Selon le maire de sa commune après guerre, il est membre des Jeunesses communistes.
Sous l’occupation, la police française considère Robert Prunier comme un « meneur actif ».
Le 4 décembre 1940, en même temps que Jean Paupy, il est arrêté pour distribution de tracts communistes et tentative de reconstitution de cellule. Dans la même affaire sont pris trois autres jeunes militants : Henri Bockel, Lucien Girard et Roger Jardin [2]. Le 5 décembre, inculpé d’infraction au décret du 26 septembre 1939, Robert Prunier est placé sous mandat de dépôt puis écroué à la Maison d’arrêt de la Santé, à Paris 14e.
- Palais de Justice de Paris, île de la Cité, Paris 1er.
Tribunal correctionnel, un des porches du 1er étage.
(montage photographique)
Le 25 janvier 1941, la 15e chambre du Tribunal correctionnel de la Seine le condamne à dix mois d’emprisonnement avec sursis. Mais il n’est pas libéré : dès le lendemain, le préfet de police de Paris signe l’arrêté ordonnant son internement administratif.
Le 27 février 1942, Robert Prunier fait partie d’un groupe d’internés administratifs transférés à la Maison centrale de Clairvaux (Aube – 10) où ils en rejoignent d’autres (dont Guy Môquet et plusieurs futurs “45000”) : ils sont bientôt 300 détenus politiques.

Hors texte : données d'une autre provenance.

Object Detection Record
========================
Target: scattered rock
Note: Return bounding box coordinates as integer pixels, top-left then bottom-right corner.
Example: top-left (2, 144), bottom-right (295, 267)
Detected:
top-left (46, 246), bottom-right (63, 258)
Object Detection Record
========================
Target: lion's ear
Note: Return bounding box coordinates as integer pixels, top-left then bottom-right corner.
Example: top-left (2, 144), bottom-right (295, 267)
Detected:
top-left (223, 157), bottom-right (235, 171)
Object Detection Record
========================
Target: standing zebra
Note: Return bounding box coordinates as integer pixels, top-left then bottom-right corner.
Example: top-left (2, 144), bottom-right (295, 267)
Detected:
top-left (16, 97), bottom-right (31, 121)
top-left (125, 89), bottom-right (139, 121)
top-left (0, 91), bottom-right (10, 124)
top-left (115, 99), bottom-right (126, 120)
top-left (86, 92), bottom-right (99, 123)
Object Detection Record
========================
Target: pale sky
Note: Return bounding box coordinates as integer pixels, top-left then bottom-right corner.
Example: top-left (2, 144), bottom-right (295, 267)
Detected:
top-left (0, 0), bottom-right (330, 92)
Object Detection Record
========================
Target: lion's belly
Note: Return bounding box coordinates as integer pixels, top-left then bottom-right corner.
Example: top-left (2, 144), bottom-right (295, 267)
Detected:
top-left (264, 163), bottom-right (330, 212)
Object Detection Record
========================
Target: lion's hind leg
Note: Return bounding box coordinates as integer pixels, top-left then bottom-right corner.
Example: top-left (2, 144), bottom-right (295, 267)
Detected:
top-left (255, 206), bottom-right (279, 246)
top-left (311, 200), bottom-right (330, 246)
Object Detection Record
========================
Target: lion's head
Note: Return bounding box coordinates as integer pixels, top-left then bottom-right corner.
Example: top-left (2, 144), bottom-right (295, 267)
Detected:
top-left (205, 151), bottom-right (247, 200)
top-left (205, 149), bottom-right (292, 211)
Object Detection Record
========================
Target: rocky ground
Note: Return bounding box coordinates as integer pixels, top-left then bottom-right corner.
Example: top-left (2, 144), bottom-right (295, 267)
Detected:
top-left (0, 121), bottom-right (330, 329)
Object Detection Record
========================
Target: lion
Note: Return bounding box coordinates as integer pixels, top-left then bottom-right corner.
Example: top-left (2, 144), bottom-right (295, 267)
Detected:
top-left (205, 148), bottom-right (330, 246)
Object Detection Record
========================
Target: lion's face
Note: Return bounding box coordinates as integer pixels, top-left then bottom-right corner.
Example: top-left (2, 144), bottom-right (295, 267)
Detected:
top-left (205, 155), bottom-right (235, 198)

Le 26 septembre, Robert Prunier est parmi les 37 internés de Clairvaux (politiques et “droits communs”) transféré au “centre d’internement administratif” (CIA) de Gaillon (Eure – 27), un château Renaissance isolé sur un promontoire surplombant la Seine et transformé en centre de détention au 19e siècle ; il est assigné au bâtiment F (aile Est du pavillon Colbert [3]), 2e étage, chambre 6, lit 76.
- Le camp de Gaillon, ancien château de l’évêque de Rouen.
Carte postale d’après-guerre. Collection Mémoire Vive.
Le 4 mai 1942, Robert Prunier fait partie d’un groupe de détenus transférés au “centre de séjour surveillé” (CSS) de Voves (Eure-et-Loir – 28). Enregistré sous le matricule n° 312, il n’y reste que deux semaines.
Le 20 mai, il fait partie des 28 internés que viennent chercher des gendarmes français. Pensant qu’on les emmène pour être fusillés, les partants chantent La Marseillaise. En fait, remis aux “autorités d’occupation” à la demande de celles-ci, ils sont conduits au camp allemand de Royallieu à Compiègne (Oise – 60), administré et gardé par la Wehrmacht (Frontstalag 122 – Polizeihaftlager).
Entre fin avril et fin juin, Robert Prunier est sélectionné avec plus d’un millier d’otages désignés comme communistes et une cinquantaine d’otages désignés comme juifs dont la déportation a été décidée en représailles des actions armées de la résistance communiste contre l’armée allemande (en application d’un ordre de Hitler).
Le 6 juillet 1942 à l’aube, les détenus sont conduits à pied sous escorte allemande à la gare de Compiègne et entassés dans des wagons de marchandises. Le train part une fois les portes verrouillées, à 9 h 30.
- Les deux wagons à bestiaux
du Mémorial de Margny-les-Compiègne,
installés sur une voie de la gare de marchandise
d’où sont partis les convois de déportation. Cliché M.V.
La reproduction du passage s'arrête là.